What are you reading today?
Major Pettigrew's Last Stand by Helen Simonson
Random House • $15 • Paperback published in November 2010 (hardcover published in March 2010)
This week's Monday Contest is all about book clubs, so I thought it only appropriate to highlight an excerpt from a novel that will surely become a popular reading group pick in 2011.
When Linda White reviewed Major Pettigrew's Last Stand (in hardcover) back in February 2010, she praised its success in exploring "the rift not only between generations, but between cultures." (She also wrote that you'll laugh, you'll cry and you'll feel like you're on vacation in the English countryside. What more can you ask of book than that?!)

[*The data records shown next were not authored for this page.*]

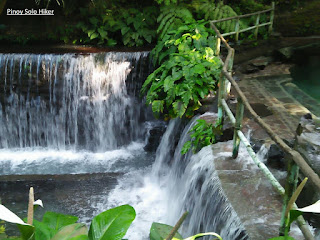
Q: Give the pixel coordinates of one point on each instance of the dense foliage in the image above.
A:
(187, 73)
(112, 224)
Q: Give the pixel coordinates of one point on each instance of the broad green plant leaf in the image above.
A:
(73, 231)
(112, 224)
(160, 231)
(8, 216)
(42, 231)
(204, 234)
(27, 232)
(295, 213)
(314, 208)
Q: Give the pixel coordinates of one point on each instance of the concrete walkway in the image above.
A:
(277, 100)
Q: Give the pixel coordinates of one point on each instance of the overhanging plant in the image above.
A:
(188, 72)
(108, 225)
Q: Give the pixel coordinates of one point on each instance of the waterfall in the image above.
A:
(178, 183)
(71, 114)
(71, 101)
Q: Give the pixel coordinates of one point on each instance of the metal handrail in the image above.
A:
(239, 136)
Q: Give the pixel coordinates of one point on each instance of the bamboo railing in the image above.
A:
(225, 80)
(237, 29)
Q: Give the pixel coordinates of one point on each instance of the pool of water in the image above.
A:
(306, 75)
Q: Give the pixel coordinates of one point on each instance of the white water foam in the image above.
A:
(48, 161)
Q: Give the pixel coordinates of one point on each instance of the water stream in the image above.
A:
(80, 114)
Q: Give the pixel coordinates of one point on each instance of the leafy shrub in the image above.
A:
(167, 2)
(172, 17)
(187, 74)
(137, 27)
(108, 225)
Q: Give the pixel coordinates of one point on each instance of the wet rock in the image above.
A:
(255, 65)
(249, 69)
(285, 53)
(308, 141)
(155, 134)
(261, 62)
(308, 144)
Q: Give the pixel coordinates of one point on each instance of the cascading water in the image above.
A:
(68, 101)
(67, 114)
(176, 184)
(57, 111)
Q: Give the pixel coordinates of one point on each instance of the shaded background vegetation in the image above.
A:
(134, 23)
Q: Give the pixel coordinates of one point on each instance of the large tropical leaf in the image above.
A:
(112, 224)
(72, 232)
(160, 231)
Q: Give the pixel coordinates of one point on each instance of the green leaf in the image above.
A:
(42, 231)
(112, 224)
(294, 214)
(148, 38)
(102, 33)
(314, 208)
(27, 232)
(111, 42)
(71, 232)
(179, 108)
(94, 35)
(157, 106)
(124, 30)
(186, 147)
(56, 221)
(168, 83)
(199, 69)
(160, 231)
(204, 234)
(94, 21)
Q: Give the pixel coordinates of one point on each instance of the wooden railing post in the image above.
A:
(238, 125)
(229, 69)
(221, 94)
(257, 27)
(290, 187)
(237, 29)
(218, 44)
(271, 17)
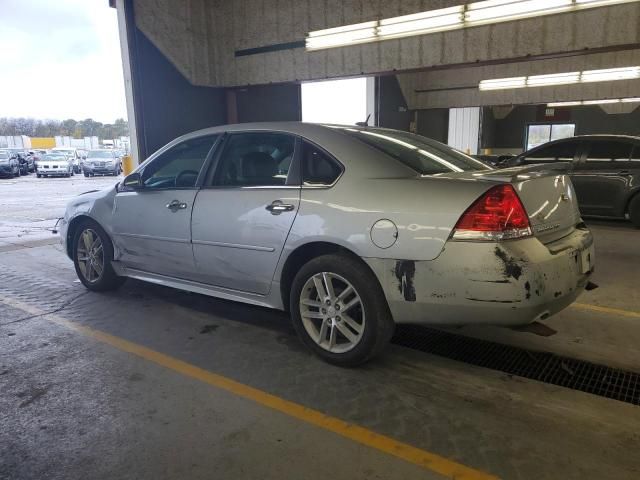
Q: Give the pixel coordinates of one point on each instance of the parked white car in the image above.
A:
(75, 155)
(54, 165)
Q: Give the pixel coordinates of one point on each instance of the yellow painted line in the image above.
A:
(614, 311)
(422, 458)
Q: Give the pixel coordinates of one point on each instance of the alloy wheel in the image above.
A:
(90, 254)
(332, 312)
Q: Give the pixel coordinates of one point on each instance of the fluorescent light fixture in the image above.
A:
(503, 83)
(594, 102)
(608, 74)
(421, 23)
(568, 78)
(450, 18)
(553, 79)
(601, 102)
(563, 104)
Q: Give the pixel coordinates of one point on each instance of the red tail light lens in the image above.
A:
(496, 215)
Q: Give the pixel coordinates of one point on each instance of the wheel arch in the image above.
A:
(632, 195)
(73, 227)
(304, 253)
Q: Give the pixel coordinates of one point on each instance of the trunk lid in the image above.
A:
(546, 192)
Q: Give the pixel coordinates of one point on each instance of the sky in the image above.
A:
(60, 59)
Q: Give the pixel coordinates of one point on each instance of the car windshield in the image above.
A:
(424, 155)
(99, 154)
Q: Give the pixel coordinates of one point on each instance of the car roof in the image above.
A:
(327, 136)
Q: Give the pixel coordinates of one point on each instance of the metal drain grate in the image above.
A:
(542, 366)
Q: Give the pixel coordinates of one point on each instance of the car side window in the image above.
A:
(561, 152)
(318, 168)
(179, 166)
(256, 159)
(602, 152)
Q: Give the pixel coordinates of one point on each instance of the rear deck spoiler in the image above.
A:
(511, 174)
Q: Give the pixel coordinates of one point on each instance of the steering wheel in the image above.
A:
(183, 173)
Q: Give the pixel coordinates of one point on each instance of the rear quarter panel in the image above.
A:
(424, 211)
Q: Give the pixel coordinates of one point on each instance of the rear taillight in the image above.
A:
(496, 215)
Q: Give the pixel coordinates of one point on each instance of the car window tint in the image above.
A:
(561, 152)
(318, 168)
(424, 155)
(608, 152)
(255, 159)
(179, 166)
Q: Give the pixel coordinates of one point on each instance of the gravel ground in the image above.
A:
(30, 206)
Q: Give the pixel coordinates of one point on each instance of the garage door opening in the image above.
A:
(343, 102)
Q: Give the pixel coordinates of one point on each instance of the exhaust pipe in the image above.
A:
(537, 328)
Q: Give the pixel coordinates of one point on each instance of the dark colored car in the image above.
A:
(26, 163)
(604, 169)
(9, 166)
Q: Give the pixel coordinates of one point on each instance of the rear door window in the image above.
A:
(560, 152)
(179, 166)
(318, 167)
(256, 159)
(602, 152)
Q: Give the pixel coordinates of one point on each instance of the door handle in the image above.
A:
(277, 207)
(176, 205)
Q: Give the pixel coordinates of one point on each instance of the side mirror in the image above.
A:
(133, 181)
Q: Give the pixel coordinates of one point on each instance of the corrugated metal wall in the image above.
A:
(464, 129)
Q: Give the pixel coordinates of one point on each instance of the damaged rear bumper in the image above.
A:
(509, 283)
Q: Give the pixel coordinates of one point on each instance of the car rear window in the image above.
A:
(424, 155)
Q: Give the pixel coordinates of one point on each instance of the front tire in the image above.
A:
(339, 310)
(92, 256)
(634, 210)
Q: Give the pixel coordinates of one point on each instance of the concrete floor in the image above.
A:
(75, 405)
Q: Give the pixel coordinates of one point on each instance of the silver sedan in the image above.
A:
(350, 229)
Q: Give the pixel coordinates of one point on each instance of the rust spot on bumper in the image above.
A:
(405, 272)
(511, 267)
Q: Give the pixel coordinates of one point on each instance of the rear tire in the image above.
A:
(634, 210)
(92, 256)
(357, 307)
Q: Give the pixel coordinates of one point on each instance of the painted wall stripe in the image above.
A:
(614, 311)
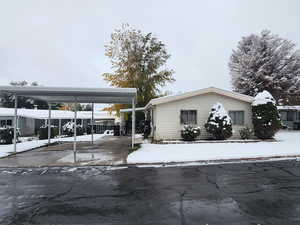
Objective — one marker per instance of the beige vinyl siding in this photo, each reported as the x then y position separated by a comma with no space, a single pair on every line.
167,115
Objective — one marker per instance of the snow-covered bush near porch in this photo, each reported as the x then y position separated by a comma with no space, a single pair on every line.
265,116
189,133
43,132
245,133
69,128
219,123
7,135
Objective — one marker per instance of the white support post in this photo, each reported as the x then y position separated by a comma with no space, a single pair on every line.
15,123
49,124
133,123
75,131
92,124
59,127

Now, Major Pettigrew's Last Stand is out in paperback, and you can find a Reader's Guide on the Random House website. I have been dying to read the novel ever since BEA, when a couple of BookPage elves (with sticky fingers) snagged me a signed copy.
Here's an excerpt from this romantic comedy of manners that will leave Austen fans delighted—and eager to learn when debut novelist Helen Simonson is releasing book two:
"It's Jasmina now, is it?" said Roger as the Major poured tea and handed round the cups. "I can't believe my own father has a lady friend—at his age." He shook his head as if this were the final nail in the coffin of his shattered life.
"I refuse to be referred to by a term so oily with double entendre," said Jasmina as she hung her coat on one of the pegs by the back door and came to sit at the table. She was very composed as she smiled at Roger, though the Major noted a slight compression of the jaw and chin. "I prefer 'lover,'" she said.